Avant d’abandonner ce sujet, il jette un coup d’œil sur la propagation du christianisme à cette époque, et prouve à ses lecteurs, par des exemples vivants, que leur manière de juger est, de tous points opposée à l’esprit chrétien. A qui est échue principalement la gloire immense de la vocation chrétienne ? A qui les insondables trésors de la foi ont-ils été d’abord ouverts ? A qui l’héritage du royaume des cieux a-t-il été accordé ? Précisément aux pauvres de ce monde.
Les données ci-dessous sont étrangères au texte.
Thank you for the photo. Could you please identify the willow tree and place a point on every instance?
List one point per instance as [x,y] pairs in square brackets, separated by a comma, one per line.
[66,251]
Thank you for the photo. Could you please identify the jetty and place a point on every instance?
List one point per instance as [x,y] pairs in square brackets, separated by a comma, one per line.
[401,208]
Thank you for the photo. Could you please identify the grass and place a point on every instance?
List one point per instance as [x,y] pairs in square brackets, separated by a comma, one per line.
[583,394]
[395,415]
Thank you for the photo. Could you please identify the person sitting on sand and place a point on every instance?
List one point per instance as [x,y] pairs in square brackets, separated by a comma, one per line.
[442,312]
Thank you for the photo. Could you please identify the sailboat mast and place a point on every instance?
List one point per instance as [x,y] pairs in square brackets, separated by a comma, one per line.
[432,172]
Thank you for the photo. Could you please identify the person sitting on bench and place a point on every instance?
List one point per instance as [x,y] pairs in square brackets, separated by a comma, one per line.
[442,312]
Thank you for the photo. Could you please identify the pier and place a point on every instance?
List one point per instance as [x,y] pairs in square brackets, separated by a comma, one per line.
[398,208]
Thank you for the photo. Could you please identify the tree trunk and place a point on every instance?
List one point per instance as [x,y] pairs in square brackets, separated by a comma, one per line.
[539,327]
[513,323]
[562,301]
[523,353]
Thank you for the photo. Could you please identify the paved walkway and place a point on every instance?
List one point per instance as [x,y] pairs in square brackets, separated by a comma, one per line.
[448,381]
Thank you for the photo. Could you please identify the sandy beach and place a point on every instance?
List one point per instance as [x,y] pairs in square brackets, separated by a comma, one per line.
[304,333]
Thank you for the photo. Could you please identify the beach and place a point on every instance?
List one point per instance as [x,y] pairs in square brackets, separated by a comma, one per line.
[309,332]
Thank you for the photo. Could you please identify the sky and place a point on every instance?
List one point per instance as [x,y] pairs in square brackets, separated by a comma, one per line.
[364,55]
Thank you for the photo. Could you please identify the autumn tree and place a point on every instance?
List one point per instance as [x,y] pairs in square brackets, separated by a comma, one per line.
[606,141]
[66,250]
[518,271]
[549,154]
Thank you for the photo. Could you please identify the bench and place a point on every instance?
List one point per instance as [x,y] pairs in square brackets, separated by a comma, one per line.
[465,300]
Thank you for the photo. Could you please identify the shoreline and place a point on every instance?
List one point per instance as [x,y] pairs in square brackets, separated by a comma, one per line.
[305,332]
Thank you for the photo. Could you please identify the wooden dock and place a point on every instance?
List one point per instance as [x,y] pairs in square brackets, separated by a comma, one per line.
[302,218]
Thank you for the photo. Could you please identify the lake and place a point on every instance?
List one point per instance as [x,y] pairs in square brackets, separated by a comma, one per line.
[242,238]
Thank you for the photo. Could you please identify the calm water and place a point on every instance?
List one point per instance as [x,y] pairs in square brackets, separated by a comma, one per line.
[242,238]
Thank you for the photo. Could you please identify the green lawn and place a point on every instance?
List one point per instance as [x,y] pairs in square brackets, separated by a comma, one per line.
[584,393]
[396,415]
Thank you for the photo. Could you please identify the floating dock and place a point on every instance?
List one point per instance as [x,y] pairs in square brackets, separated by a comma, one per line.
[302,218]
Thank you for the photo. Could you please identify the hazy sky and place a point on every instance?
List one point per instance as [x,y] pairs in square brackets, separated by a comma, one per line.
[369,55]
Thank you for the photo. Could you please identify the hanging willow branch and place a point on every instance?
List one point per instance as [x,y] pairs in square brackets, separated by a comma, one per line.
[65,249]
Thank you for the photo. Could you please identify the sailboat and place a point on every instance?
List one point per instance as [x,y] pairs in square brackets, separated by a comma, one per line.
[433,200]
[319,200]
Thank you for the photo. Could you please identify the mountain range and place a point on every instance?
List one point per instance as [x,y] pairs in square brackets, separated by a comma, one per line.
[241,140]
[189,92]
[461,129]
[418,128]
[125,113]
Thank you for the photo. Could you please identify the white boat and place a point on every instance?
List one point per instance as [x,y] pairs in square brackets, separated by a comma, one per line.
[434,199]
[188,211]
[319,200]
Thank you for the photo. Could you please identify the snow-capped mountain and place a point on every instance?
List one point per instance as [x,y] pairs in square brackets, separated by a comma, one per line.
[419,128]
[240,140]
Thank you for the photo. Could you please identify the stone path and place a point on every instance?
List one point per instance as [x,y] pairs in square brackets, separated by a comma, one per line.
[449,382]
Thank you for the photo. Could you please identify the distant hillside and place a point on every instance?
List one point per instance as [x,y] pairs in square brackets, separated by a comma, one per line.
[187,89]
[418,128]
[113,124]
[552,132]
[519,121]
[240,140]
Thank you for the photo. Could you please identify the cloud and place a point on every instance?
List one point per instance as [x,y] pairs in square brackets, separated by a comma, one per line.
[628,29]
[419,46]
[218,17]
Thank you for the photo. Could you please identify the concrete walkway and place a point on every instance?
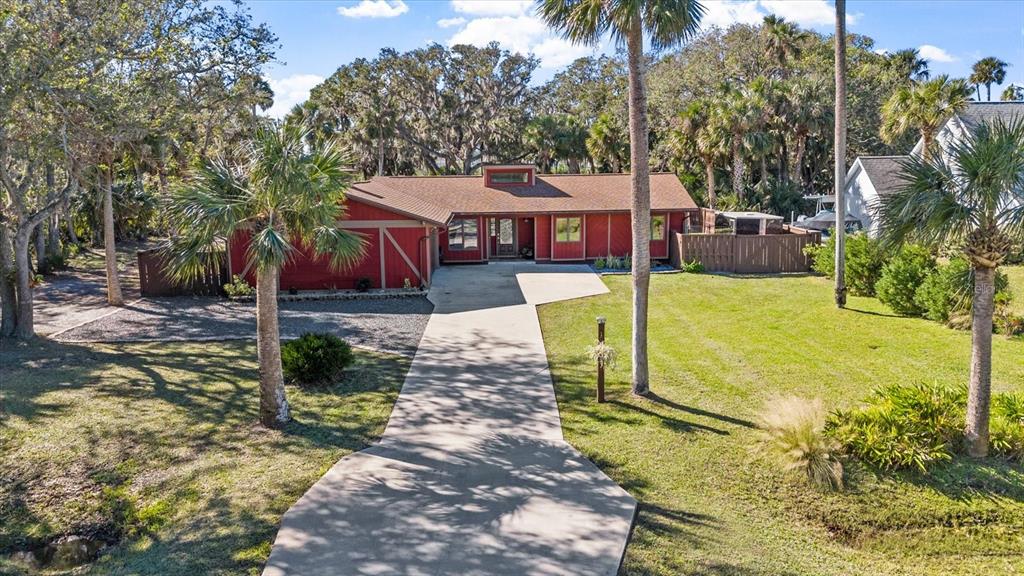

Et ces pauvres que Dieu a souverainement élevés, en les appelant à la connaissance de l’Evangile, les riches osent les mépriser ! Ecoutez, mes frères bien-aimés : Dieu n’a-t-il pas choisi les pauvres du monde qui sont riches en foi et héritiers du royaume qu’il a promis à ceux qui l’aiment ? Mais vous, vous avez méprisé le pauvre. Lorsque Jacques déclare que le royaume de Dieu est promis à ceux qui l’aiment, il est évident qu’il ne parle pas d’un amour de Dieu indépendant de la foi chrétienne ; il ne peut vouloir parler que de l’amour chrétien ; or celui-ci a pour condition nécessaire la connaissance des miséricordes divines qui ont été révélées en Christ notre Rédempteur et dont nous avons fait nous-mêmes, par le Saint-Esprit, l’expérience intérieure.
En face de ces pauvres parmi lesquels l’Evangile a surtout trouvé accès, Jacques place les riches, leurs oppresseurs, qui les traînent devant les tribunaux, sinon pour motif de foi, du moins afin d’exercer contre eux leurs exactions, et qui outragent le nom sacré de Chrétiens qu’ils se glorifient de porter : Ne sont-ce pas eux qui blasphèment le beau nom dont vous avez été appelés ? Nous pensons que les riches dont il est question ici, étaient des ennemis déclarés du christianisme. Jacques profite, pour appuyer ses exhortations, de ce fait qu’enseignait l’expérience de tous les jours, savoir, que les riches persécutaient ouvertement les chrétiens et le christianisme, tandis que les pauvres étaient ouverts à son influence. Il ne serait cependant pas impossible qu’il s’agisse ici de riches qui, tout en portant le nom de chrétiens, outragent le nom de Christ par leur conduite. Mais la première interprétation convient mieux au contexte, en ce que l’opposition établie entre les deux classes que Jacques met en présence est plus tranchée.